Alexander Archipenko White Torso, conceived in 1916, executed in silvered bronze circa 1920. Stamped "Archipenko...T FDRY NY" on the base.
Alexander Archipenko's Parisian years, from 1908 to 1921, are often cited as his most productive and important. His White Torso, cast circa 1920, after the original marble version executed in 1916, is a seminal example of the artist's achievements in the plastic arts from this formative moment in his career, during which he was recognized as "one of the most innovative and prolific of a new generation of sculptors…in the post-Rodin 'modern' phase of the history of sculpture," as was posited in a 1981 exhibition catalogue for Tel Aviv's Archipenko: The Early Works: 1910-1921.

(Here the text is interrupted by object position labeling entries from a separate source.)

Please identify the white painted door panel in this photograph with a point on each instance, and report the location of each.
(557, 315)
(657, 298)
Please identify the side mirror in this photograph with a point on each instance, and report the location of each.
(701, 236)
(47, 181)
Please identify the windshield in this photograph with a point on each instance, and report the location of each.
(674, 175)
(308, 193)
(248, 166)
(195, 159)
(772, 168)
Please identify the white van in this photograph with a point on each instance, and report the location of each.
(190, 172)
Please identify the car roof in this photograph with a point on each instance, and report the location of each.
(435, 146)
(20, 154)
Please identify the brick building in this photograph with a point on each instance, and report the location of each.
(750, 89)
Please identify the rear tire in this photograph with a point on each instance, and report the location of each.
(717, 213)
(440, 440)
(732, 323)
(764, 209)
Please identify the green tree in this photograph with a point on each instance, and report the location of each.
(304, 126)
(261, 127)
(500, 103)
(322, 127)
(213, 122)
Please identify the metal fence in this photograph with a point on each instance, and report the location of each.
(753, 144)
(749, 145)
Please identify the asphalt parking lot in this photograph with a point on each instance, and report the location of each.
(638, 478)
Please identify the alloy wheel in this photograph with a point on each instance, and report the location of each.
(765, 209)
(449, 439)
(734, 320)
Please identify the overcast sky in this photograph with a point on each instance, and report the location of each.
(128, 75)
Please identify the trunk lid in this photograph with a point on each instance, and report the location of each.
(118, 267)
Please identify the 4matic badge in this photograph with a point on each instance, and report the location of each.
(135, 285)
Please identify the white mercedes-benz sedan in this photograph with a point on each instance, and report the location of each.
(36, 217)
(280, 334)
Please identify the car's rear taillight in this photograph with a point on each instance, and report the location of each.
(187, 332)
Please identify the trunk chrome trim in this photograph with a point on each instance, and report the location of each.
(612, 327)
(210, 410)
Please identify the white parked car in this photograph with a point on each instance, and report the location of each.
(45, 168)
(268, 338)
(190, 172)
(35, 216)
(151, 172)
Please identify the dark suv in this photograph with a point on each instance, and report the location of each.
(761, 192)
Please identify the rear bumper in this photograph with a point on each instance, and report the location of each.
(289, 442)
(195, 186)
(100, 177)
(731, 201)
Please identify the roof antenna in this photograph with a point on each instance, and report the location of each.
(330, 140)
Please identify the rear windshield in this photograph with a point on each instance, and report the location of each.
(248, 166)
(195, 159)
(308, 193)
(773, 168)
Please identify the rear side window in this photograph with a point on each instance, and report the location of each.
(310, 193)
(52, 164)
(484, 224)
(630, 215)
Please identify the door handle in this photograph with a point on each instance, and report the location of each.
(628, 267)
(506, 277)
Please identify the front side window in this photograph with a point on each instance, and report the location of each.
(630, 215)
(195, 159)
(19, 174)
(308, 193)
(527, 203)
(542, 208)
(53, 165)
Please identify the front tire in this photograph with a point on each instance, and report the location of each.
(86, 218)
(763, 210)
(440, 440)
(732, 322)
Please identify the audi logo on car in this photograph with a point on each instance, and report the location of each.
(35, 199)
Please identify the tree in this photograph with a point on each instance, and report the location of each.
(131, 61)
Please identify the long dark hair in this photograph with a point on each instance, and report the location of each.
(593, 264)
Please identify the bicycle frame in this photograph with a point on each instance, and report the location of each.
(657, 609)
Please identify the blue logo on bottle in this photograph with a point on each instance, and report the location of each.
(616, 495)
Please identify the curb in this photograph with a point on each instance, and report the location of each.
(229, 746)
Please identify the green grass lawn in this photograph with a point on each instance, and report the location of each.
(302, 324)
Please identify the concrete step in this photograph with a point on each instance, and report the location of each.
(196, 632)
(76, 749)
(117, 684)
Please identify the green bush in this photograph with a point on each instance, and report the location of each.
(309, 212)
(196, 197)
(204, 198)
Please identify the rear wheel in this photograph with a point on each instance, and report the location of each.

In the early 1920s, Archipenko turned away from the elaborate convex-concave configurations of his earlier cubist figures and sculpto-paintings, creating a new sculptural mode that synthesized elements from Cycladic, Hellenistic, Egyptian and Gothic forebears. Donald H. Karshan wrote in 1985 that "White Torso [was] Archipenko's first known attempt at emulating and further refining through avant-garde reduction the syntax of Hellenic sculpture and its fragmentation, an investigation to which he would periodically return in subsequent years."
In this way, White Torso is emblematic of Archipenko's more simplified and reductionist classical impulses. The slight bend of the knee, sweeping up the leg to the hip, counterweighted against the precarious tilt of the shoulders, the delightful bend at the waist and even the slight angle of the neck all coalesce into a wonderfully balanced figure. Such a superbly executed form as White Torso is an exemplary representation of Archipenko's sculptural innovations in the first quarter of the 20th century. Katherine Kuh wrote for the Museum of Modern Art, New York in 1970 that, "Relying on the human body, preferably the female nude, as his point of departure, Archipenko constructed his figures with architectural precision, yet rarely sacrificed the rhythms of nature. His idealized women have the elongated elegance we sometimes associate with undulating plants, sometimes with those Gothic saints which echo the soaring churches they decorate."
...one of the most innovative and prolific of a new generation of sculptors…in the post-Rodin modern [world]
Another example of White Torso installed as part of a commissioned window display by Alexander Archipenko for Saks Fifth Avenue, New York in 1929 © 2017 Estate of Alexander Archipenko / Artists Rights Society (ARS), New York.
White Torso entered the collection of The Museum of Modern Art in 1961 as a gift of Mr. and Mrs. Murray Thompson. Mr. Thompson's mother was Mrs. Maud Murray, the first Mrs. Chester Dale, and herself a Chevalier of the Legion of Honor in recognition of her interest in and scholarship on French art. Chester Dale served on several museums' boards of trustees during his lifetime, beginning with MoMA in 1929, the year it opened, and many others including the National Gallery of Art in Washington, D.C, where he served as president from 1955 until his death.
Maud and Chester Dale amassed hundreds of works, eventually donating some 250 paintings, sculptures and drawings to the NGA. The Dales' collection of French and American art from the late 19th and early 20th centuries was considered to be the country's most important, and was among the most transformative gifts to the NGA of its time.
The present work installed at The Museum of Modern Art for Archipenko: The Parisian Years, July 20 – October 18, 1970 © 2017 Estate of Alexander Archipenko / Artists Rights Society (ARS), New York.
The present work installed at The Museum of Modern Art for Recent Acquisitions, December 19, 1961 – February 25, 1962 © 2017 Estate of Alexander Archipenko / Artists Rights Society (ARS), New York.
Following in the esteemed example set forth by his mother and step-father, Murray Thompson donated this particular lot, Archipenko's White Torso, to The Museum of Modern Art in 1961. Distinguished by an exhibition history that includes MoMA's major 1970 travelling exhibition, "Alexander Archipenko: The Parisian Years," this early bronze cast is further enhanced by the treatment of the surface: a polished silver reminiscent of the Art Deco style of the day.
The artist's use of bright plating during the early twentieth century is noted as one of his most important sculptural innovations, endowing, as Karshan wrote, "…the appearance that the reflected light is in motion."